Sainsbury's magazine

Our team of trained chefs and skilled food writers love cooking up everything from innovative seasonal recipes or clever shortcuts, to step-by-step guides and classic recipes for friends and readers alike.

See more of Sainsbury's magazine’s recipes

Ingredients

  • 1 x 250g boxed Normandy Camembert, at room temperature
  • a sprig each of fresh thyme and rosemary
  • 60g blueberries
  • 1 tbsp maple syrup
  • 25g pecan nuts, chopped
  • warm crusty bread, such as pain de campagne, to serve

Step by step

  1. Preheat the oven to 200°C, fan 180°C, gas 6. Remove the lid and paper from the Camembert and, using a sharp knife, score a diamond pattern lightly into the cheese.

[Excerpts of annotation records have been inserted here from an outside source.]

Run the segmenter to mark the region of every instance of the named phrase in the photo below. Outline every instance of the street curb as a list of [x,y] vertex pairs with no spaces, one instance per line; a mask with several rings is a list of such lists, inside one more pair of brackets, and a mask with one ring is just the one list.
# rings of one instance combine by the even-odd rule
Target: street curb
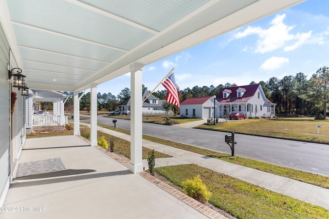
[[[207,128],[201,128],[201,127],[193,127],[193,129],[203,129],[205,130],[209,131],[220,131],[222,132],[227,132],[231,133],[232,132],[229,131],[224,131],[224,130],[218,130],[212,129],[208,129]],[[277,138],[277,139],[282,139],[283,140],[290,140],[290,141],[295,141],[296,142],[306,142],[307,143],[316,143],[316,144],[321,144],[322,145],[329,145],[329,142],[312,142],[312,141],[307,141],[307,140],[303,140],[301,139],[295,139],[295,138],[289,138],[288,137],[277,137],[275,136],[269,136],[269,135],[263,135],[261,134],[246,134],[243,132],[234,132],[235,134],[244,134],[245,135],[251,135],[251,136],[257,136],[258,137],[270,137],[271,138]]]

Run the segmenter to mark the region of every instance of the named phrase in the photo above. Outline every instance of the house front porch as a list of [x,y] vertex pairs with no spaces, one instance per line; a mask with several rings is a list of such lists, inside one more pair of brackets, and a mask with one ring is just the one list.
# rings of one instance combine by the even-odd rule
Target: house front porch
[[77,135],[27,139],[3,205],[14,210],[0,218],[208,218],[100,148]]

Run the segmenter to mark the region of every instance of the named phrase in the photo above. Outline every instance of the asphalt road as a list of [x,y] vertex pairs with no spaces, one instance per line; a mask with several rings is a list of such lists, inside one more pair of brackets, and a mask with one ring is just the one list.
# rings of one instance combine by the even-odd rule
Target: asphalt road
[[[99,123],[114,126],[113,120],[98,117]],[[130,130],[130,121],[117,120],[116,127]],[[143,123],[143,134],[231,154],[226,132]],[[235,141],[236,155],[329,176],[328,145],[239,134]]]

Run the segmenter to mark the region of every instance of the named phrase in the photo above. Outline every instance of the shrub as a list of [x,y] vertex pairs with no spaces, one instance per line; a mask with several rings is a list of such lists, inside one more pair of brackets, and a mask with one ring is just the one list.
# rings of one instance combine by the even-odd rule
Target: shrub
[[72,123],[68,123],[65,125],[65,129],[67,130],[73,130],[73,124]]
[[199,175],[193,180],[187,180],[181,184],[185,194],[200,202],[207,202],[211,196],[211,192],[208,190]]
[[323,117],[323,115],[321,113],[317,113],[317,115],[315,116],[315,120],[324,120],[324,117]]
[[176,120],[173,120],[172,118],[167,118],[166,120],[166,125],[174,125],[174,124],[178,124],[178,122]]
[[105,139],[105,136],[102,135],[97,141],[97,144],[99,146],[104,148],[105,150],[107,150],[108,148],[108,144],[107,143],[107,141],[106,139]]
[[154,166],[155,166],[155,155],[154,149],[149,151],[149,158],[148,158],[149,164],[149,171],[152,175],[154,175]]
[[114,141],[113,140],[113,135],[111,136],[111,139],[109,140],[109,152],[114,152]]
[[80,128],[80,135],[88,140],[90,140],[90,129]]

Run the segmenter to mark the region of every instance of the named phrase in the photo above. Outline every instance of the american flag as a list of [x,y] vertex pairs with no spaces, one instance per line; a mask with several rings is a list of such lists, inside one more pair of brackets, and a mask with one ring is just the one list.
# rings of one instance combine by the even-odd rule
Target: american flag
[[175,75],[173,72],[166,80],[162,83],[162,85],[168,91],[168,95],[167,96],[166,101],[174,104],[178,108],[179,106],[179,100],[178,99],[178,92],[177,90],[177,86],[175,81]]

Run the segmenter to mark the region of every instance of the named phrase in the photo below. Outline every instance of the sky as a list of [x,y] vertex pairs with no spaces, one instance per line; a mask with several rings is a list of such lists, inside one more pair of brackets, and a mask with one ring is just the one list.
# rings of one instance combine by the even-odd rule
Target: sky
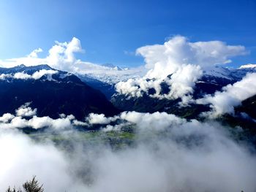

Put the cheese back in its wooden box base.
  2. Pull the thyme and rosemary leaves from their stalks and scatter on top of the cheese, then season with salt and pepper. Combine the blueberries, maple syrup and pecans in a bowl, stirring well, and then very carefully spoon on top of the cheese.
  3. Transfer the Camembert, in its box base, to a tray lined with baking paper and put in the oven for 15-18 minutes or until the cheese starts to run and the berries are beginning to burst. Cut the bread into thick chunks or slices and serve with the cheese, to be dunked in.